NUR-SULTAN – Smartphone sales declined in China, Kazakhstan and the United States in the second quarter of the year, reported Finprom.kz. Experts expect a recovery in global sales in 2020.
Global smartphone shipments totalled 644 million from January-June compared to 673.9 million in the same period last year, reported the International Data Corporation’s (IDC) Worldwide Quarterly Mobile Phone Tracker. Notably, shipments reached 333.2 million from April-June, 2.3 percent less than last year, when shipments were 341.2 million.
The sharpest quarterly declines were observed in China and the United States. The decline in the former was less severe than in “the second half of 2018, suggesting some recovery is underway in the world’s largest single market,” reported IDC.com.
Conversely, shipments in the Asia-Pacific region, excluding China and Japan, were up more than 3 percent in the second quarter.
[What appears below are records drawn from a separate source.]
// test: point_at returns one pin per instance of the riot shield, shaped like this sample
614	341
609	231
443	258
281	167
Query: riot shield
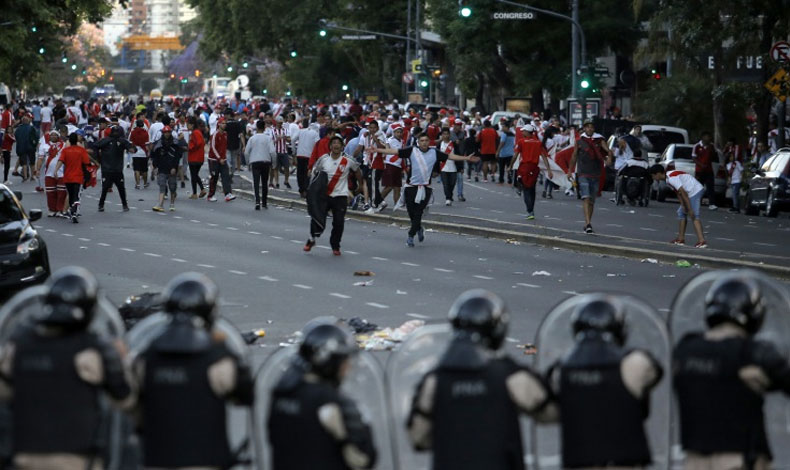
645	330
22	310
151	327
688	315
364	385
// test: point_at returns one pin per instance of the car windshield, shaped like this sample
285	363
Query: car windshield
659	140
9	210
682	153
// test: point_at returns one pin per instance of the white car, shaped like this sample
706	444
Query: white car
678	157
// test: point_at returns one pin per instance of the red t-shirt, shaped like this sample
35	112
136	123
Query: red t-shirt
73	157
487	138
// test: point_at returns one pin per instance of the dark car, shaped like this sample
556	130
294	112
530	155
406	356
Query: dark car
23	254
768	188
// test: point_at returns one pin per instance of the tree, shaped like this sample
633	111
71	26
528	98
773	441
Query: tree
34	34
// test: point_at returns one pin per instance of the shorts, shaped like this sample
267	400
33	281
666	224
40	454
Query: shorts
166	181
392	177
588	187
695	202
140	164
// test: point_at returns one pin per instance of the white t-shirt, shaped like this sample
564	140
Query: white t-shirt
735	177
678	179
305	141
343	165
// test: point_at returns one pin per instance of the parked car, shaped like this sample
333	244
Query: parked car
768	188
678	157
23	254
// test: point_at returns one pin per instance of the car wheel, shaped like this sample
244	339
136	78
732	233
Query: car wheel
749	208
771	210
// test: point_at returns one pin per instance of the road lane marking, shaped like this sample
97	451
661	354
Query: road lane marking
374	304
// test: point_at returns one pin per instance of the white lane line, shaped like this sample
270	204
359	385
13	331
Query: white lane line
374	304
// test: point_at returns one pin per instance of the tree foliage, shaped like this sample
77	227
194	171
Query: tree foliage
21	63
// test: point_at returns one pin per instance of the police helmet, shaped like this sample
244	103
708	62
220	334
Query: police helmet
71	298
191	294
735	299
482	316
325	347
603	315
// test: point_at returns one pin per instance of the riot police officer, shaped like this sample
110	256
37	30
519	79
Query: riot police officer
603	390
466	410
721	376
186	374
55	371
311	423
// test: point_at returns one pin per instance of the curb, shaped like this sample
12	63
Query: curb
666	257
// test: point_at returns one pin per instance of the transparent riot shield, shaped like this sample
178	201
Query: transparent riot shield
645	330
22	310
688	315
364	385
151	327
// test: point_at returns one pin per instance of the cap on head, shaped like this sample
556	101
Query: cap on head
736	299
481	316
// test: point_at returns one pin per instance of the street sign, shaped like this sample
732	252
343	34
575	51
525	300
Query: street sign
358	37
780	51
779	84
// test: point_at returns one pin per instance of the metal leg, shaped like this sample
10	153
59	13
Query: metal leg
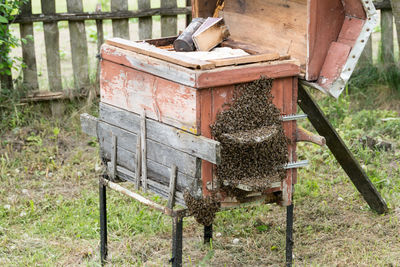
103	223
177	229
289	235
207	234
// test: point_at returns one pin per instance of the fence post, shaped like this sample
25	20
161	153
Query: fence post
146	23
387	36
169	25
28	50
79	48
189	16
396	14
52	44
120	26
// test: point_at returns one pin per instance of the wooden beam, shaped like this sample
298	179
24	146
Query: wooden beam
342	154
79	16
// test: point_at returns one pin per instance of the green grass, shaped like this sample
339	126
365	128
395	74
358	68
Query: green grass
49	201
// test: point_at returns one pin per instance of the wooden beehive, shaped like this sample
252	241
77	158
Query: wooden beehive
181	96
326	36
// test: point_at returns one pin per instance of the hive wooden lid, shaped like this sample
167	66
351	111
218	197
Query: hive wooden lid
327	36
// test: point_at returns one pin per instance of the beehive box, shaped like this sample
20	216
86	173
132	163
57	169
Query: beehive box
181	96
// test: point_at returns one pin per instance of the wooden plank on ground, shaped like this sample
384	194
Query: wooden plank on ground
342	154
149	50
28	50
145	23
79	49
387	37
120	26
169	25
52	44
197	146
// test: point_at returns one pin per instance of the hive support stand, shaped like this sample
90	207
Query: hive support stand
177	231
289	235
103	223
207	234
341	152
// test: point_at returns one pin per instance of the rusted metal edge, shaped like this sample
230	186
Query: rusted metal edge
337	87
167	211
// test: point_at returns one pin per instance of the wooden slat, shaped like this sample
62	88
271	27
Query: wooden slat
150	65
197	146
52	44
157	152
28	50
154	186
79	16
156	172
342	154
120	26
387	37
148	50
79	47
145	23
169	23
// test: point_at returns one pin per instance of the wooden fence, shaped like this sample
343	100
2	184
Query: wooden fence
76	18
120	16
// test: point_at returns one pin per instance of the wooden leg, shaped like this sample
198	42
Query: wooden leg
177	230
103	223
289	235
207	234
341	152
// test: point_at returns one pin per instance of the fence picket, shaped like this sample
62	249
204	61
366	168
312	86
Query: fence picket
52	44
28	50
146	23
79	49
387	36
169	23
120	26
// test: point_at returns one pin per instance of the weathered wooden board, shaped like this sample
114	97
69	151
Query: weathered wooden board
153	186
157	152
28	50
326	20
149	64
162	100
245	59
148	50
197	146
200	79
277	25
156	172
120	26
246	73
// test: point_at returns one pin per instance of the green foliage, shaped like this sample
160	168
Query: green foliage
8	11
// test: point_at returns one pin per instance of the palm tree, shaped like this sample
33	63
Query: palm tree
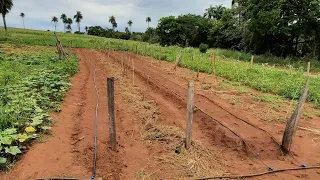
148	20
5	7
130	24
113	22
55	21
22	15
64	18
78	18
214	12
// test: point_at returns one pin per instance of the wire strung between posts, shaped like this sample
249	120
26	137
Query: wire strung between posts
219	122
249	123
257	174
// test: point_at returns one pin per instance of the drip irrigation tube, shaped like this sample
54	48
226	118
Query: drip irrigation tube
219	122
60	179
258	174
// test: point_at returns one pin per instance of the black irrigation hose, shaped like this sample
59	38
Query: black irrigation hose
60	179
258	174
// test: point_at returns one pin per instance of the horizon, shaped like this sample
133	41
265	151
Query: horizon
124	10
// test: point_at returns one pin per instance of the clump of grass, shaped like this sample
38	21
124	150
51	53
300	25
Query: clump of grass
196	162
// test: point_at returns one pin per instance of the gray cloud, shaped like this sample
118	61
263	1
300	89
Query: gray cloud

This was “fueled by growth across India and many Southeast Asia markets,” the document added.
Through August, Kazakhstan had 25.8 million mobile cellular subscribers, 5.1 percent fewer than the 27.2 million a year earlier. Approximately 14.8 million of those subscribers had Internet access, 4.5 percent more than the 14.1 million the previous year. In the same time period, the density of mobile cellular subscribers was 140 per 100 individuals; those with Internet access, 80 per 100.
The five largest smartphone suppliers, Samsung, Huawei, Apple, Xiaomi and Oppo, accounted for 69 percent of the total global market volume in the second quarter. In Kazakhstan, Samsung had a 42.55-percent market share in August, Apple (19.99 percent), Xiaomi (12.06 percent), Huawei (11.01-percent) and Oppo (1.81 percent).
“Demand for high-end smartphones has slowed at a greater rate than demand for mid-range and low-end smartphones. To try to boost smartphone replacements, we’ve seen manufacturers bringing premium features such as multilens front/back cameras, bezel-less displays and large batteries from their flagship smartphones into lower-priced models,” said Gartner Senior Research Director Anshul Gupta on Gartner.com.
“A key driver in the second quarter was the availability of vastly improved mid-tier devices that offer premium designs and features while significantly undercutting the ultra-high-end in price. Combine this with intensified and generous trade-in programmes across major markets and channels and upgrading now makes more sense to consumers,” said IDC’s Worldwide Quarterly Mobile Phone Tracker Research Manager Anthony Scarsella on IDC.com.